In March, Romanian authorities have agreed on a 19.95 bln euro package of funding, 12.95 bln euros from International Monetary Fund, 5 bln euros from European Commission, 1 bln euros from World Bank and another one billion euros from European Bank for Reconstruction and Development, European Investment Bank and International Finance Corporation.

Under the agreement, IMF imposed certain quarterly targets to be met by Romania, which will be reviewed by IMF missions on a regular basis. The mission, due to arrive at end-July will review midyear economic performances, and given the conclusions of the review, the Fund will disburse the second tranche of around 1.9 billion euros. If the review turns positive, the second tranche of the loan will be disbursed to Romania on September 15.

Under the agreement, Romanian authorities should bring the deficits within quarterly target ranges, so that it doesn’t exceed 24.3 billion lei at year-end. For the first quarter, the deficit target is 8.3 billion lei, for second quarter – 14.5 billion lei, and for the end of third quarter – 18.6 billion lei.

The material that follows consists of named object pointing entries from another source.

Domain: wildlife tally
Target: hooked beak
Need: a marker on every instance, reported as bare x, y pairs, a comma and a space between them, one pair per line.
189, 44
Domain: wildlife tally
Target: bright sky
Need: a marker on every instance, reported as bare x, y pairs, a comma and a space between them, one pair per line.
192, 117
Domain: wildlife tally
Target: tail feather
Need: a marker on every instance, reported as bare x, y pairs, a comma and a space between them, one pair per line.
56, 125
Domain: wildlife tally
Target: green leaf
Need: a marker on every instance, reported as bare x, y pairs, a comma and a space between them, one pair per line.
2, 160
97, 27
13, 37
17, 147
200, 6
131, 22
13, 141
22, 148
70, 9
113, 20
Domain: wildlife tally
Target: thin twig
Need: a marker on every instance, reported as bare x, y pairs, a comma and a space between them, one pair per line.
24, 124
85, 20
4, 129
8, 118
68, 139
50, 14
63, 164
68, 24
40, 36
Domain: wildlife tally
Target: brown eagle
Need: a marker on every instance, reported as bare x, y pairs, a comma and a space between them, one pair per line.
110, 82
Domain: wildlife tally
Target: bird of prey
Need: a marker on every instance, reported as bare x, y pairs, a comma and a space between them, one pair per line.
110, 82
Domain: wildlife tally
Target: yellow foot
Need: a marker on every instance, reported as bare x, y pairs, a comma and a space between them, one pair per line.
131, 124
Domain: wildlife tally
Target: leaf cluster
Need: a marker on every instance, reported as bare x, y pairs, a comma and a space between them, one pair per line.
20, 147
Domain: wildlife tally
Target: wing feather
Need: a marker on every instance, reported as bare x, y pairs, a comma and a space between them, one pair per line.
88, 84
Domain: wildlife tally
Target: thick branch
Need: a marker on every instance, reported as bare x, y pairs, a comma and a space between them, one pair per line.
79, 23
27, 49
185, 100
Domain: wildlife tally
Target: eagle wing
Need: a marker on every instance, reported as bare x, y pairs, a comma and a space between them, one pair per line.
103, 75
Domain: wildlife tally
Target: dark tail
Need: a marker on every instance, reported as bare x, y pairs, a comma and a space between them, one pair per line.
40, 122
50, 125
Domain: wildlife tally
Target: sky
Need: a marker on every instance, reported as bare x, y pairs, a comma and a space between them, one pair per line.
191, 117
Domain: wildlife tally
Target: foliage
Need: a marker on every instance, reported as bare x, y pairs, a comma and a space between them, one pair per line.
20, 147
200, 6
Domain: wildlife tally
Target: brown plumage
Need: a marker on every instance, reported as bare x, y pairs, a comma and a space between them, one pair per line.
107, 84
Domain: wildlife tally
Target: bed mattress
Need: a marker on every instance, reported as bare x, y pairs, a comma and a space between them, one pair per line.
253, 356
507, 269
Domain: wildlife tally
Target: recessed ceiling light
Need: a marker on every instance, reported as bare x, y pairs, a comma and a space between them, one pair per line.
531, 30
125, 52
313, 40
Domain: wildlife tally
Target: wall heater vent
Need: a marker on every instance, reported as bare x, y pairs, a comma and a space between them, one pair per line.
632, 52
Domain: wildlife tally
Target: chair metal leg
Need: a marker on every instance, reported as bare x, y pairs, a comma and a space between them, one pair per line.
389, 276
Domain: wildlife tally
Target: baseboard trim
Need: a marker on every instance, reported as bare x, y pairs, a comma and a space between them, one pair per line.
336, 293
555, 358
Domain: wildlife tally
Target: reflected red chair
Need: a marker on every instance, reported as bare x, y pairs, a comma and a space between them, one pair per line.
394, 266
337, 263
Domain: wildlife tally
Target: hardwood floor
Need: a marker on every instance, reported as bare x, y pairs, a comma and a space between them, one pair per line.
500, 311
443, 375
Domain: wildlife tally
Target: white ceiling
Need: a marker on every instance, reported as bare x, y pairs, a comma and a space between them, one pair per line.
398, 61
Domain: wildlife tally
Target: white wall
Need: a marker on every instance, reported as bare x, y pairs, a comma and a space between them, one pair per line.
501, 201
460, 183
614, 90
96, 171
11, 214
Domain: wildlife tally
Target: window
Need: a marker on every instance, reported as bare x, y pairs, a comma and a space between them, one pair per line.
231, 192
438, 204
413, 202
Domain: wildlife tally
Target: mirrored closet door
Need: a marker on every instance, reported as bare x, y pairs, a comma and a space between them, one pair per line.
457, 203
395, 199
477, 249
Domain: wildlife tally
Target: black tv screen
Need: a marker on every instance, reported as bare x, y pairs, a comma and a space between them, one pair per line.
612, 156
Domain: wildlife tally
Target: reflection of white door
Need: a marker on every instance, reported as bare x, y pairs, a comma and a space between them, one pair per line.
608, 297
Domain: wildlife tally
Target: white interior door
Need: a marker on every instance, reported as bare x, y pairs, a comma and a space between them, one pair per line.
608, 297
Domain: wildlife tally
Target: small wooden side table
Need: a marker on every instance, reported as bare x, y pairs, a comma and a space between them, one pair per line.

The Ministry of Finances, Ministry of Labor and other institutions will send IMF information that a private-company monitoring system is enforced until IMF’s first assessment in Romania, due in July-August.

Under the terms of the IMF agreement, the regulatory framework of the financial market must be changed, so as to give NBR the authority to request capital increases to banks and to cap profit distribution.

The contraction of Romania’s war chest by more than 2 billion euros “in 30 days’ time” during IMF arrangement compels local authorities to consult the Fund’s specialists. NBR is due to consult IMF if inflation exceeds quarterly targets by more than 1%. For the end of this month, inflation target is 6.4%, and it is less probable that it will not be met, considering that at end-May, the annual inflation rate dropped to 5.95%.